Wer kennt es nicht, dieses Mantra, die spätestens seit Amtsantritt von Präsident Mohammad Khatami 1997 die außenpolitische Agenda der EU und später der Obama-Administration dominierte. Dass auch unter vermeintlichen Reformpräsidenten im Iran keine nennenswerten Reformen stattfanden, stattdessen weiter exekutiert, unterdrückt und gefoltert wurde und die Islamische Republik außenpolitisch ihre Agenda verfolgte, die islamische Revolution überall mit Gewalt in den Nahen Osten zu exportieren, spielte dabei keine Rolle. Mehr Dialog werde es schon richten.

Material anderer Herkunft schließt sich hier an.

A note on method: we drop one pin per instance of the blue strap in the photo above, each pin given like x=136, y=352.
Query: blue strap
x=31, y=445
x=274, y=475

Gegen Kritiker dieser Politik führte man dann gerne iranische Kronzeugen ins Feld, die ihrerseits zur Mäßigung aufriefen und auch international für eine Reformagenda warben. Eine wichtige Stimme war immer die der Nobelpreisträgerin Shirin Ebadi, einer Menschenrechtsanwältin, die im Iran unter schwierigsten Bedingungen arbeitete, sich bislang aber immer gegen „Regime Change“ aussprach und erklärte, das ganze System in ihrem Land sei durch Reformen veränderbar.  Man müsse, statt mit Krieg zu drohen, Aktivisten wie Ebadi im Iran unterstützen, die auf friedlichen Wandel setzten, hieß es immer wieder. Navid Kermani etwa schrieb anlässlich der Verleihung des Nobelpreises an Ebadi:

„Nicht zuletzt ist mit dem Nobelpreis eine deutliche Aufforderung an die Adresse der Vereinigten Staaten verbunden, Veränderungen in Iran nicht herbeizubomben, sondern stattdessen die Reformbewegung zu unterstützen.“

Wenn nun, 15 Jahre später, Ebadi in einem Interview sagt, sie habe inzwischen  jede Hoffnungen verloren, zeigt sich deutlich, in welchem Zustand die Islamische Republik sich befindet:

„‚Reformen nützen im Iran nichts’, erklärte Ebadi mir am Donnerstag bei einem Interview. ‚Die Menschen im Iran sind mit ihrer gegenwärtigen Regierung sehr unzufrieden. Sie haben nun erkannt, dass das System nicht reformiert werden kann.’ (…) Die Iraner ‚wollen einen Regimewechsel, sie wollen eine säkulare Verfassung, die auf der Allgemeinen Erklärung der Menschenrechte beruht’. Wie die Massenproteste Ende Dezember stellen auch die radikalen Forderungen Ebadis eine kraftvolle Zurückweisung des außenpolitischen Konsensus vieler fortschrittlicher Kräfte im Westen dar, die weiterhin darauf hoffen, dass der iranische Präsident Hassan Rohani die vor den Wahlen von 2013 und 2017 versprochenen Reformen doch noch ausführt. Ebadi sagte mir, sie habe Rohani nie für einen Reformer gehalten.“

Ebadi ist keineswegs die einzige, wohl aber prominenteste Stimme aus dem Lager derjenigen Kritiker des iranischen Regimes, die sich bislang für Veränderungen durch Reformen und Wahlen ausgesprochen haben. Für die Apologeten des „Dialoges“ in Europa, die weiterhin einen „Wandel durch Annäherung“ bewerben, wird es in Zukunft deshalb auch immer schwieriger werden, sich auf „moderaten Stimmen der iranischen Zivilgesellschaft“ zu berufen, in deren Namen sie ja angeblich auch agierten. Denn diese Stimmen gibt es spätestens seit Anfang des Jahres 2018 nicht mehr. Inzwischen ist ihnen allen klar geworden, dass das System der Islamischen Republik nicht reformierbar ist, sondern als Ganzes abgeschafft werden muss, soll sich die Lage für die Menschen im Iran je nachhaltig verbessern.